Кестрель вспомнила тот единственный раз, когда Арин обратился к ней по-валориански. Как он произнес слово «нет» — совсем без акцента! Еще он знал, что значит имя «Ланс». Может, в этом и не было ничего особенного: кузнецу наверняка приходилось ковать для валорианцев самое разное оружие. И все-таки Кестрель показалось странным, что Арин знает это слово. Хотя скорее то, как легко он уловил его в потоке речи.

— Поверить не могу, до пикника у леди Фарис осталось несколько дней! — продолжала щебетать Джесс. — Давай ты заедешь за час и отправишься с нами на прием? Братец просил тебя пригласить.

Кестрель представила, как неловко будет сидеть в одной карете с Ронаном.

— Пожалуй, я лучше доеду одна.

— Какая ты зануда! — Джесс замолчала в нерешительности, но потом добавила: — К слову, Кестрель, когда мы будем на пикнике, ты не могла бы вести себя менее… странно?

— Менее странно?

— Ну, ты же знаешь, все считают тебя немного эксцентричной…

Об этом Кестрель была осведомлена прекрасно.

— Ты не подумай, тебя все равно любят. Просто когда ты дала свободу своей няне, было столько разговоров. Все бы уже забыли, но ты вечно норовишь выкинуть что-нибудь подобное. Все ведь знают, например, что ты играешь на пианино… Не то чтобы я осуждала, но все-таки.

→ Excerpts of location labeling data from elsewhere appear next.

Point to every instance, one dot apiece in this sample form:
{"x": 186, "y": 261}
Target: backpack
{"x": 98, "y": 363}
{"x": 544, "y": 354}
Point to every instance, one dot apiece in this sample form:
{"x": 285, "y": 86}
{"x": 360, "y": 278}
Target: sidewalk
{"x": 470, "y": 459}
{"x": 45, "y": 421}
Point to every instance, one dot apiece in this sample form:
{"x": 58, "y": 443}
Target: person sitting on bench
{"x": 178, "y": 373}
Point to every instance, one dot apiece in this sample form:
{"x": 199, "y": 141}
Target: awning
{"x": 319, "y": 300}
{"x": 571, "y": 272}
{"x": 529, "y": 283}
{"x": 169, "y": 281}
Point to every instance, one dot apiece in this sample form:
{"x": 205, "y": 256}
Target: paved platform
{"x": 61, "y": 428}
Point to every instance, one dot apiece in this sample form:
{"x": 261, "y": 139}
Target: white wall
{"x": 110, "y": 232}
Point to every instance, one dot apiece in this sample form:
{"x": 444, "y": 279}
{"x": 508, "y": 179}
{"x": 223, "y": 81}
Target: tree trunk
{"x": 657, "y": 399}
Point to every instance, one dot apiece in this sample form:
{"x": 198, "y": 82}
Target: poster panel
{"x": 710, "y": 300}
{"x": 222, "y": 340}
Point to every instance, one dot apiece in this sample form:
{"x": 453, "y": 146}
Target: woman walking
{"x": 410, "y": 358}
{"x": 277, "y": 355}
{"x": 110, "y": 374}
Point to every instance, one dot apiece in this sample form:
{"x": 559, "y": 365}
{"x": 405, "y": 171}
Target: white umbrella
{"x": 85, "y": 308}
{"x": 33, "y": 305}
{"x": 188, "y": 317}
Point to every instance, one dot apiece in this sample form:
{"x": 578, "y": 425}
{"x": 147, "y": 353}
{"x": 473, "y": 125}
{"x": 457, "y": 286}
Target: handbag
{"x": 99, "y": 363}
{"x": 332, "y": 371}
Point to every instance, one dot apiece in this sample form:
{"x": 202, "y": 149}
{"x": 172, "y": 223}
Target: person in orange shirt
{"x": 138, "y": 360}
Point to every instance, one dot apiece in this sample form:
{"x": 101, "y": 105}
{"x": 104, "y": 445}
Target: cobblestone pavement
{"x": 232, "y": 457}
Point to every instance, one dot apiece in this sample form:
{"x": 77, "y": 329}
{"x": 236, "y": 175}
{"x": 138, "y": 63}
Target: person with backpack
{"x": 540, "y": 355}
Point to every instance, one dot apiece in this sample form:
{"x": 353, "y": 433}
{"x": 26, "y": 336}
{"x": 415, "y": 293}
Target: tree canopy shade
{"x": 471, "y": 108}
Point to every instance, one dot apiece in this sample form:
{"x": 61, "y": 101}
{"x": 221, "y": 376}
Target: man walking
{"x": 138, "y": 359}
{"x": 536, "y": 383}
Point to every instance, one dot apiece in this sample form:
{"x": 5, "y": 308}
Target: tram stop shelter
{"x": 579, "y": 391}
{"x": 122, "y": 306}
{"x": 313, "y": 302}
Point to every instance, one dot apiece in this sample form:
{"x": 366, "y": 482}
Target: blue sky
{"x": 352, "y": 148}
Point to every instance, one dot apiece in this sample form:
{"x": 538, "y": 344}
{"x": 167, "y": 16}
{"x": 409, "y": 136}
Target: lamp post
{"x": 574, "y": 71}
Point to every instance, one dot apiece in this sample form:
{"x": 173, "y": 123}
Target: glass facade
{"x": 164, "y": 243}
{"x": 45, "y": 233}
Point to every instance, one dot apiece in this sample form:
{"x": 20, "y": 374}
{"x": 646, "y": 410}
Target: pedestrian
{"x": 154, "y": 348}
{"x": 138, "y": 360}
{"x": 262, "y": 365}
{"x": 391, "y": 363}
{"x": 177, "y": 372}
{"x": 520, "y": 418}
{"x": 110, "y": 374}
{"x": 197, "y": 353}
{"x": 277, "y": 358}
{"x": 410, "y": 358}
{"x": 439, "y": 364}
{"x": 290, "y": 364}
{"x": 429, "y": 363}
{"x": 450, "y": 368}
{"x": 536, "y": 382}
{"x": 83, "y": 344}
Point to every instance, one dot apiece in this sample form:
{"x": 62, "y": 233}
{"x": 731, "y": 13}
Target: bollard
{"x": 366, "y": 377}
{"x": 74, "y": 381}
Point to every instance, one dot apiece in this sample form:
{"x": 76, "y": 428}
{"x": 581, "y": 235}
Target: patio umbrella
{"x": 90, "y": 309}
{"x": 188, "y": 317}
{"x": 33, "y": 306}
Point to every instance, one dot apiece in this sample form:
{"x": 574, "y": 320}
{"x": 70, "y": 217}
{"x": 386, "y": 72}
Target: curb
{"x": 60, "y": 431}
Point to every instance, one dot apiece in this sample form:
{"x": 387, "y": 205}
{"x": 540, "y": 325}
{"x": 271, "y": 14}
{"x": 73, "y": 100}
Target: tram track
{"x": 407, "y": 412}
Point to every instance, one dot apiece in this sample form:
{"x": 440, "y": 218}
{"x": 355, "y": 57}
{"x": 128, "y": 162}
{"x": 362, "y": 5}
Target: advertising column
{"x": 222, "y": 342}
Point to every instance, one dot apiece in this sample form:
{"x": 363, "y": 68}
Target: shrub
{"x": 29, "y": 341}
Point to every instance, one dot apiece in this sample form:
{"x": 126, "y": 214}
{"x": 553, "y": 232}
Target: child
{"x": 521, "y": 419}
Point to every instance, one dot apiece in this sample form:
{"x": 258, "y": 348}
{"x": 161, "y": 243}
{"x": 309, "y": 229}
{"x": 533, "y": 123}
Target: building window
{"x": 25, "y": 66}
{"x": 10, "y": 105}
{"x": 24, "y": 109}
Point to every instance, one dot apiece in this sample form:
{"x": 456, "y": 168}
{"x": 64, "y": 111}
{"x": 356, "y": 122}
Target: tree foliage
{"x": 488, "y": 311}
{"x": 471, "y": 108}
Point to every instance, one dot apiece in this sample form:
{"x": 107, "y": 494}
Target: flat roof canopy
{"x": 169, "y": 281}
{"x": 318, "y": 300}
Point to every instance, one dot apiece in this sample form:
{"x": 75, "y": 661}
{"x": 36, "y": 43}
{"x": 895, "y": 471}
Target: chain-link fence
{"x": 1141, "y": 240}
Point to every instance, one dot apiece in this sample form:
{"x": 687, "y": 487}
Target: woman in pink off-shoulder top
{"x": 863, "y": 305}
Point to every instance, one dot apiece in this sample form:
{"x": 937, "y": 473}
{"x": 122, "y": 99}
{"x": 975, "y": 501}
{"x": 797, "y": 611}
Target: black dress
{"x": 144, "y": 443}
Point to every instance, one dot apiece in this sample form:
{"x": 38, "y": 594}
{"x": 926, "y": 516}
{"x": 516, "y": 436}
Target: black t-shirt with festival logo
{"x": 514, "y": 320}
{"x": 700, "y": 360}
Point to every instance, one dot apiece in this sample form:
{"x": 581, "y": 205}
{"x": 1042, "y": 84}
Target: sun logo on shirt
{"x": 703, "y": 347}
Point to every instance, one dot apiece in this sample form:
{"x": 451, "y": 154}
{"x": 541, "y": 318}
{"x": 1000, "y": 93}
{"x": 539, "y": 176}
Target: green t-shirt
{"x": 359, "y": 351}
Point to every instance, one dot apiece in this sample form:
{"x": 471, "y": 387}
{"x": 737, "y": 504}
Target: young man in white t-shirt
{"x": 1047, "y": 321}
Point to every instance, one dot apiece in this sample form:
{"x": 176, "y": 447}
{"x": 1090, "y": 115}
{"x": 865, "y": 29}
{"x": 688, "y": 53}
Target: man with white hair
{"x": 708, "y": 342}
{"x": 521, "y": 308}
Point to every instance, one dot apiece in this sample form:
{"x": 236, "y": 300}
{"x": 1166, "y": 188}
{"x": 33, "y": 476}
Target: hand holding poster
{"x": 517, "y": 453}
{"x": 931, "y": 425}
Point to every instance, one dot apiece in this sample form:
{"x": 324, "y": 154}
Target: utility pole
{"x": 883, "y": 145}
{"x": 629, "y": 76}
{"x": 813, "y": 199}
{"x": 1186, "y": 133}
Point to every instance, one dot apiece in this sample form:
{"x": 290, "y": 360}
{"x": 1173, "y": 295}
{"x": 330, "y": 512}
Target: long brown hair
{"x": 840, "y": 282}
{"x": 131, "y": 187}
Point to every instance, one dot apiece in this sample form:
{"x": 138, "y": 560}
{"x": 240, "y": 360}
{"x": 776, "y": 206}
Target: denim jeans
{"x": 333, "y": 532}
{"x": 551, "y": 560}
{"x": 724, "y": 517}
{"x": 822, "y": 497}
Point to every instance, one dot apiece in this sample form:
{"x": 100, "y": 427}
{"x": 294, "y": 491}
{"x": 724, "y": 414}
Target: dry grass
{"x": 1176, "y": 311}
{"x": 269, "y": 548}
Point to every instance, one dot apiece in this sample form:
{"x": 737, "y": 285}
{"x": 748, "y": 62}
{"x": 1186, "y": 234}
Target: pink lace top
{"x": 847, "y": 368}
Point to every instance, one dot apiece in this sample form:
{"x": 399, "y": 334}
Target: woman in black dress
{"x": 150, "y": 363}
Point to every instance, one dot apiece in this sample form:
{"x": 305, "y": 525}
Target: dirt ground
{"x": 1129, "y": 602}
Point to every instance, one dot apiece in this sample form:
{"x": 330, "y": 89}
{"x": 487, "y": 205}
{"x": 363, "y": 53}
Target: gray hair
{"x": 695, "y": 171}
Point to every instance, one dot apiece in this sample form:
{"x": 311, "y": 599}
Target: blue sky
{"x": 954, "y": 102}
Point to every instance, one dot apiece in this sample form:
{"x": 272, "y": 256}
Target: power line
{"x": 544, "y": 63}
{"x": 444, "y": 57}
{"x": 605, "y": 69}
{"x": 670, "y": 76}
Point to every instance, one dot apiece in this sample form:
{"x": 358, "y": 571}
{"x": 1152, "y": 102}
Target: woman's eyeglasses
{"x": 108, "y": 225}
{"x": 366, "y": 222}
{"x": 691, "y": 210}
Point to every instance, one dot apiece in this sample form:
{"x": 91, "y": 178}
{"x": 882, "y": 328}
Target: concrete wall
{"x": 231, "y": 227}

Об этом они уже говорили, и не раз. Беда была в том, с каким упорством Кестрель занималась музыкой: играй она время от времени, как ее мать, никто бы не обратил внимания. К тому же до войны гэррани невероятно высоко ценили музыку. Если бы не этот факт, возможно, сейчас к ней относились бы по-другому. Но валорианцы полагали, что музыкой следует наслаждаться в расслабляющей атмосфере, слушая чужую игру. Большинству почему-то не приходило в голову, что играть и слушать одновременно может быть еще приятнее.

Джесс все не умолкала:

— И теперь этот аукцион… — Она с недоверием посмотрела на Арина.

Кестрель тоже перевела взгляд на кузнеца. Его лицо по-прежнему выражало безразличие, но ей показалось, что раб прислушивается к разговору.